China this month lifted a short-lived ban on initial public offerings. The IPO ban was imposed in July amid a massive state-led effort to prop up the stock market, and scrapping it is an attempt by Beijing to return to the vision of President Xi Jinping for markets to play a decisive role in the economy.
But investor sentiment remains wary. The July market crash wiped $2 trillion off share prices in less than a month.
Worse than the collapse was the government’s response, which went beyond using foreign exchange reserves to prop up the market. At one point half of China’s listed stocks were banned from trading and a crackdown on mis-selling ensued – one that has humiliated securities regulators, hedge fund managers, bank executives and journalists alike.

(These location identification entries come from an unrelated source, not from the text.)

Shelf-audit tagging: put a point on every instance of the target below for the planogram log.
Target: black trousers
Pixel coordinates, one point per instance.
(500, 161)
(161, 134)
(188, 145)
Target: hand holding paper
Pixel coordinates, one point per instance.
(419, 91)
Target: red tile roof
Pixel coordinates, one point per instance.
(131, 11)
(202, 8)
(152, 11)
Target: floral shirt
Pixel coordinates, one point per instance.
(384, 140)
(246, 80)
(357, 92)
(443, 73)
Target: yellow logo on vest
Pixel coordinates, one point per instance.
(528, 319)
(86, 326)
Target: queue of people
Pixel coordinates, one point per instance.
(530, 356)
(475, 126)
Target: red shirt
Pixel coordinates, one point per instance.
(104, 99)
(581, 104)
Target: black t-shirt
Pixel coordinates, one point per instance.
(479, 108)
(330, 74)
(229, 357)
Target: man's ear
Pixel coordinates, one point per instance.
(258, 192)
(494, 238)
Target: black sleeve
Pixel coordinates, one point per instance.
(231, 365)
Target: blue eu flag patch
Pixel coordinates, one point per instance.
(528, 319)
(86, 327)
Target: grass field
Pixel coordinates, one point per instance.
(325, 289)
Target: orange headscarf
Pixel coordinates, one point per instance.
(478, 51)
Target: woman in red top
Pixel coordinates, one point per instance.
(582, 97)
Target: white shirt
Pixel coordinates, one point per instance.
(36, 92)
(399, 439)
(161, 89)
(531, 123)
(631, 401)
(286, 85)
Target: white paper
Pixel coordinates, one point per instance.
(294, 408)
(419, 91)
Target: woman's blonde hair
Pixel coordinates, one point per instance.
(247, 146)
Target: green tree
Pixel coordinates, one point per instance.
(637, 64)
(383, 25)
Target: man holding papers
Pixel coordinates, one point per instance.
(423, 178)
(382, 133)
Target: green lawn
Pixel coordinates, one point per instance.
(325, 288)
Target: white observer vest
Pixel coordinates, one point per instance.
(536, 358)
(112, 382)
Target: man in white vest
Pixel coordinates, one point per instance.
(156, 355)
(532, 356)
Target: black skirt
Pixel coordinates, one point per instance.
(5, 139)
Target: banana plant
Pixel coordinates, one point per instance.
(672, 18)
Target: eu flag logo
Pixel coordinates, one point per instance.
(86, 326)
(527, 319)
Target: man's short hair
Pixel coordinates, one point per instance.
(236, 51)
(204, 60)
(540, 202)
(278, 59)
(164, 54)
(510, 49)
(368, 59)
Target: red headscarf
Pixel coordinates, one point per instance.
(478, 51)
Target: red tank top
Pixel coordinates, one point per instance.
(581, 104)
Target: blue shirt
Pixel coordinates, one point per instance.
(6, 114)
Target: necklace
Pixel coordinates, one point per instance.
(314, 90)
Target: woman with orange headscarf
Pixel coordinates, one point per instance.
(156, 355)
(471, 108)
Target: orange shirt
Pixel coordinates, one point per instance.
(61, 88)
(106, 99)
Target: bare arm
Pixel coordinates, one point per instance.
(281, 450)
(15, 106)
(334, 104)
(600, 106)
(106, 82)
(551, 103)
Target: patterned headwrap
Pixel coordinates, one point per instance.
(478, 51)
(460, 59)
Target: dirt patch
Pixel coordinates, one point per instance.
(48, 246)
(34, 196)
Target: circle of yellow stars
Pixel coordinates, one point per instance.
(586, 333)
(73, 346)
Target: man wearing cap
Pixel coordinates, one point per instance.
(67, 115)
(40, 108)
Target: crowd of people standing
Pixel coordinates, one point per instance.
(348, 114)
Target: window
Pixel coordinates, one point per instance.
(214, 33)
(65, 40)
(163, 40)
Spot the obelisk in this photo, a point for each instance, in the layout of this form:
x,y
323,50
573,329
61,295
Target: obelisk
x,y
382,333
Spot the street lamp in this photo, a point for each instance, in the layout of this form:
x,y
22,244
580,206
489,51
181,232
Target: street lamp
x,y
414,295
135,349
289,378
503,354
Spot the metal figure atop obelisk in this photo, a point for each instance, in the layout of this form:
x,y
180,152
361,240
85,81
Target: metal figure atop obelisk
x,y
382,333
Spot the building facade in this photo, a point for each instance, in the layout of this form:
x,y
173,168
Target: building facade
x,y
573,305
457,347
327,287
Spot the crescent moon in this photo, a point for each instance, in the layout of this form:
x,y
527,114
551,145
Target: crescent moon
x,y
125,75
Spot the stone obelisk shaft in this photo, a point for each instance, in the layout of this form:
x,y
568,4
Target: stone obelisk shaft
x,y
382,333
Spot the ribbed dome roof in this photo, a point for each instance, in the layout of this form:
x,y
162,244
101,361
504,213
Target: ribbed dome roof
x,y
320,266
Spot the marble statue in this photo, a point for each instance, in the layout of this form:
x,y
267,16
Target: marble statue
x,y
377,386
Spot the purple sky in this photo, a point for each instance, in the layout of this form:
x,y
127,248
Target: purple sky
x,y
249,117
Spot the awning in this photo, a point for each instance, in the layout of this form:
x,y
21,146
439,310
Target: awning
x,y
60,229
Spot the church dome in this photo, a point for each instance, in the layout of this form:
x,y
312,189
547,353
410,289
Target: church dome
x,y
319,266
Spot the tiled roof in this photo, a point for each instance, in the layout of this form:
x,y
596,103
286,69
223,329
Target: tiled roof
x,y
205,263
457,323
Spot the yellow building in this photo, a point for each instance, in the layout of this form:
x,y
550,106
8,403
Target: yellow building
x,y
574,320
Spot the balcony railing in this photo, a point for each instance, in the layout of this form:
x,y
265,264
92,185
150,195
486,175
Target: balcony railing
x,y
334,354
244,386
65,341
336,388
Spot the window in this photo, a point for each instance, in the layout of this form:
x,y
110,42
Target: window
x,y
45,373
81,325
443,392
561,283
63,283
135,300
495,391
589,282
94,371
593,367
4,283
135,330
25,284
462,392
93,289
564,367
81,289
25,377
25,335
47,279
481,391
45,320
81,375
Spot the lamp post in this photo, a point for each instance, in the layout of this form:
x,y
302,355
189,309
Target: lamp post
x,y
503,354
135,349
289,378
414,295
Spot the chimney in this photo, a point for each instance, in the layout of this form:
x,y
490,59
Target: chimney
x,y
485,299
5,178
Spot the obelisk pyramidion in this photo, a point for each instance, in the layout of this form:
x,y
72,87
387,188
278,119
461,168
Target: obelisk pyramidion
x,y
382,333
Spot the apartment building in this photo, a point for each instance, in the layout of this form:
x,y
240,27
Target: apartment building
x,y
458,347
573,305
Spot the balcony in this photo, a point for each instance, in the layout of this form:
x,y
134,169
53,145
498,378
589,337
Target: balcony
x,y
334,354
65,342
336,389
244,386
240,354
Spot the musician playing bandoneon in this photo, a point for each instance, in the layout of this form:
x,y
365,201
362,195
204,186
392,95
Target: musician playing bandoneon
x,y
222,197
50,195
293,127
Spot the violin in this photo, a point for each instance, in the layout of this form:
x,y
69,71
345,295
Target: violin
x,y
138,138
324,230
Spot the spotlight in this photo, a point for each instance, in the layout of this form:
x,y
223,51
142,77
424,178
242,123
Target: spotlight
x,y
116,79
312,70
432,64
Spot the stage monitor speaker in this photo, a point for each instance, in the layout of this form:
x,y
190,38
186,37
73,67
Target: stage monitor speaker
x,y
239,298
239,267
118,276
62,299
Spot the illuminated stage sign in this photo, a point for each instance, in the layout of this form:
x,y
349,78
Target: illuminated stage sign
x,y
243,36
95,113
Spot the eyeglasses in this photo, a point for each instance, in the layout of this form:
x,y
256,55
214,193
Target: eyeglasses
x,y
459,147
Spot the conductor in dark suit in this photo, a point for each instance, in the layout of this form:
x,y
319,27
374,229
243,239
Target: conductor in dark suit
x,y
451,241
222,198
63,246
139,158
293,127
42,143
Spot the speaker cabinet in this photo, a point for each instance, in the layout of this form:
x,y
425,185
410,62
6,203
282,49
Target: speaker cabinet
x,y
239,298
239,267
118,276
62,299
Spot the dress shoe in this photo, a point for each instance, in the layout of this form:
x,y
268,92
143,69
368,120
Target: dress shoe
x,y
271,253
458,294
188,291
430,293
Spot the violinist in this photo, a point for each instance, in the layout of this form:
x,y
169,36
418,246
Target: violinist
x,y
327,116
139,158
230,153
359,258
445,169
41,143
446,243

So China has a credibility problem.
Opening the IPO spigot is welcome but without complimentary reforms, it puts the regulators’ reputation at further risk. A brief rally followed by another tumble would only cause domestic and foreign investors to lose confidence. Yet recent history suggests this is what will happen.
The 2015 IPO ban is in fact the sixth time that IPOs have been suspended. In those cases, restarting the IPO process triggered short-term rebounds but not sustainable rallies. If anything, the new supply of listings served to ultimately put an end to bull runs, according to analysts at GF Securities.
This time around, Beijing has given the green light to just 28 companies in the long queue to go public; more will follow. The market’s two biggest shareholders, state entities China Securities Finance and Central Huijin, are among the top-10 shareholders of nearly 50% of A-share companies. In the summer they bought en masse, with six-month lockups. If market valuations return close to par, they are likely to embark on block sales.
Macro economic data is also against a drawn out rally. The latest figures show China’s slowdown is deepening and the administration’s growth target of 6.5% looks increasingly debatable.
Meanwhile investors are once again pushing up share prices in the hope more reform will quickly follow. However key changes such as moving from a regulatory approval system for IPOs to registration requires amending the Securities Law, which will take time.